Ringraziandola ancora una volta per la disponibilità e per questa piacevolissima ora trascorsa insieme, vorremmo farle un’ultima domanda per chiudere il cerchio rispetto a come abbiamo aperto questa intervista: chi è Riccardo Cucchi oggi?

“Il bambino che era (per fortuna). Perché noi che amiamo il calcio rimaniamo bambini. Mi emoziono, anche oggi che ho 67 anni, quando entrando in un impianto riesco ancora a trovare il calore della gente, quella passione che ho respirato io da bambino quando a 8 anni ho cominciato a frequentare lo stadio. Per questo mi arrabbio quando vedo o leggo cattiverie, perché si perde di vista la passione per uno sport capace di attrarre letterati e poeti; che ha ispirato la pubblicazione di libri memorabili.

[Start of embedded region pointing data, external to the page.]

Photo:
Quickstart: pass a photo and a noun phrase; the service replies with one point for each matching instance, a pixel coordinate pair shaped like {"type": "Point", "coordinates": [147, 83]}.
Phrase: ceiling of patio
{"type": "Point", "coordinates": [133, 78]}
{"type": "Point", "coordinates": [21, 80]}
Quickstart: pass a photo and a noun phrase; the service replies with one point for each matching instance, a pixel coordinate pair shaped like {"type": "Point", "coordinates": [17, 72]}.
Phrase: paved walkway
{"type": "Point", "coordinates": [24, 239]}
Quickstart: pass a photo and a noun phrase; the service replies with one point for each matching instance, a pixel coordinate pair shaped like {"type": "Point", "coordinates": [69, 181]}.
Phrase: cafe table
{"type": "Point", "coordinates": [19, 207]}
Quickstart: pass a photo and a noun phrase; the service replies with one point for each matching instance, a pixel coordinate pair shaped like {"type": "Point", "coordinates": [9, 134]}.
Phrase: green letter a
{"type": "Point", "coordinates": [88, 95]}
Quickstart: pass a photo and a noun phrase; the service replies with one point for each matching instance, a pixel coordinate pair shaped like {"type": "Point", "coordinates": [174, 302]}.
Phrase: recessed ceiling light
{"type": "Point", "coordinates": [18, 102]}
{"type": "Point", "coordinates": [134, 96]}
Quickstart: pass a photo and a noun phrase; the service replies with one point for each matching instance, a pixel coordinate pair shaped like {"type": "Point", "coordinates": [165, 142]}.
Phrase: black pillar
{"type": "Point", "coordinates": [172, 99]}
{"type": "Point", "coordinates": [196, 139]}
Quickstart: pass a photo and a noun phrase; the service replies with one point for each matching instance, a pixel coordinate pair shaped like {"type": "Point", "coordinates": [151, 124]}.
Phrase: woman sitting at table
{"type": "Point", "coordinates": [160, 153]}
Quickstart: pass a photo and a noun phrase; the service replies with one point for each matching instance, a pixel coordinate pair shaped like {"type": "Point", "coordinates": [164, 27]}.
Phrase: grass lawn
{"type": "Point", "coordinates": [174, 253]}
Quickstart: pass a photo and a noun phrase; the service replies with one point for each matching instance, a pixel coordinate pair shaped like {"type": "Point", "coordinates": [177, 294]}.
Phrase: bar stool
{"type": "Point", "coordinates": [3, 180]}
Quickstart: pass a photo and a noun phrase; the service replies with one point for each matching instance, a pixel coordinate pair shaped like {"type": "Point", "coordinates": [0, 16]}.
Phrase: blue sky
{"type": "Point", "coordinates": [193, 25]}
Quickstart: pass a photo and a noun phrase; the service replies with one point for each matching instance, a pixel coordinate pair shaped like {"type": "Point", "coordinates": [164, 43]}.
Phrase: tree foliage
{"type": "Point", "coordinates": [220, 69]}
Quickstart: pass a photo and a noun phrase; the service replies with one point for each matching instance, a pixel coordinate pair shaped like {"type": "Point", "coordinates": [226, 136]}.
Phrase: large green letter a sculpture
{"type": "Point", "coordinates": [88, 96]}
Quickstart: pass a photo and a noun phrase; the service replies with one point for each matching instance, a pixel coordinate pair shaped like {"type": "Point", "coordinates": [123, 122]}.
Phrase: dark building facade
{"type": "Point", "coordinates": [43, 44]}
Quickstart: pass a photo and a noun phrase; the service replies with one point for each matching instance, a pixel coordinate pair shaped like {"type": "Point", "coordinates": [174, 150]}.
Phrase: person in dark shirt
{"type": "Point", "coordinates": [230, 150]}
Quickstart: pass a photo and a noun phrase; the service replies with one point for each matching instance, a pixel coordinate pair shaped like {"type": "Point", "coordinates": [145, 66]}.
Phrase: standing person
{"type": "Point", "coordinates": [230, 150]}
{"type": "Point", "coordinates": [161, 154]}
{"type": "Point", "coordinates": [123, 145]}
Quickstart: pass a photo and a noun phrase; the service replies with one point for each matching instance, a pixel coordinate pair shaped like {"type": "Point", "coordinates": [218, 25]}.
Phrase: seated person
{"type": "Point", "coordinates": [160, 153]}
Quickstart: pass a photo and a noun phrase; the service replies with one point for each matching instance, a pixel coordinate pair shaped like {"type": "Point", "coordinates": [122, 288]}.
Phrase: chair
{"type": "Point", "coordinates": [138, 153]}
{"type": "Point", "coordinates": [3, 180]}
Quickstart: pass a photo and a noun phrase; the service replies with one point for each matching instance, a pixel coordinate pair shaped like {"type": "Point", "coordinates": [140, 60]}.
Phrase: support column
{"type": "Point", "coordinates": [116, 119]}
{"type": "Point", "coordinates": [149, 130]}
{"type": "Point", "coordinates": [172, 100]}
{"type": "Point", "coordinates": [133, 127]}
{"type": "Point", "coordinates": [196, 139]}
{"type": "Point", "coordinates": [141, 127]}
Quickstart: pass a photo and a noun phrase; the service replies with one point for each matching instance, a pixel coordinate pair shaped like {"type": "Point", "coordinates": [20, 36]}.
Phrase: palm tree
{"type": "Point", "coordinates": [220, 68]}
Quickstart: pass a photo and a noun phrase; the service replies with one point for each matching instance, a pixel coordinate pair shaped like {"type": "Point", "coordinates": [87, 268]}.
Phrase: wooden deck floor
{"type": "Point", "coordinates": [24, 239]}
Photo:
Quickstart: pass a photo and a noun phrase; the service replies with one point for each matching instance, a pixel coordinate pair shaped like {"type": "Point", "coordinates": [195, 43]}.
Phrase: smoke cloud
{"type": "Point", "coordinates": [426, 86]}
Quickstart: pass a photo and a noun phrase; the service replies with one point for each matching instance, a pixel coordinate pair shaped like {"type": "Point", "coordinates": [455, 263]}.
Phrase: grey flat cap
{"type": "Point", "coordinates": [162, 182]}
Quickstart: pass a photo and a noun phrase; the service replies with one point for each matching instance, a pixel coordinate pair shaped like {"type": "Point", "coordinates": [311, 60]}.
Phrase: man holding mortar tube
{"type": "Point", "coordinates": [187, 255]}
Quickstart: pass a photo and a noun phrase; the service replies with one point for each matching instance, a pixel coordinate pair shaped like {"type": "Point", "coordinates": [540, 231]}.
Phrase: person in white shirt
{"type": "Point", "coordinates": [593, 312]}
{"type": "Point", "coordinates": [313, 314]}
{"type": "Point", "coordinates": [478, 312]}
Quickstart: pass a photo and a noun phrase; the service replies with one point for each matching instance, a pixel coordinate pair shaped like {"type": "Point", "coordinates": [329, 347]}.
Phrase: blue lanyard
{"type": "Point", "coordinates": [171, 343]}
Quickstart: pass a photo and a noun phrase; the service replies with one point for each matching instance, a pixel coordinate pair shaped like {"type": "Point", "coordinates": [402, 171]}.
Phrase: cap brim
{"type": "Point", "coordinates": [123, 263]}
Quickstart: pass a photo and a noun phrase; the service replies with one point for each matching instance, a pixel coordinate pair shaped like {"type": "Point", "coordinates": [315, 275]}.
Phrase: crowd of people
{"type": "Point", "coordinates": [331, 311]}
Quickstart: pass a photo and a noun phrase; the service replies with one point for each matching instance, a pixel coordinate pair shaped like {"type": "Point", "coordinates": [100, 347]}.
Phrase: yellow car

Perché il calcio ha questa capacità di diventare mito e leggenda. Nei giorni scorsi si è festeggiato Gigi Riva. Ecco, lui è proprio un esempio di come sia possibile trasformare il calcio in leggenda, vita e poesia. Il calcio non è solo un gioco è molto di più. E l’unico modo di aderire al calcio è guardarlo con gli occhi con cui lo guardano i bambini”.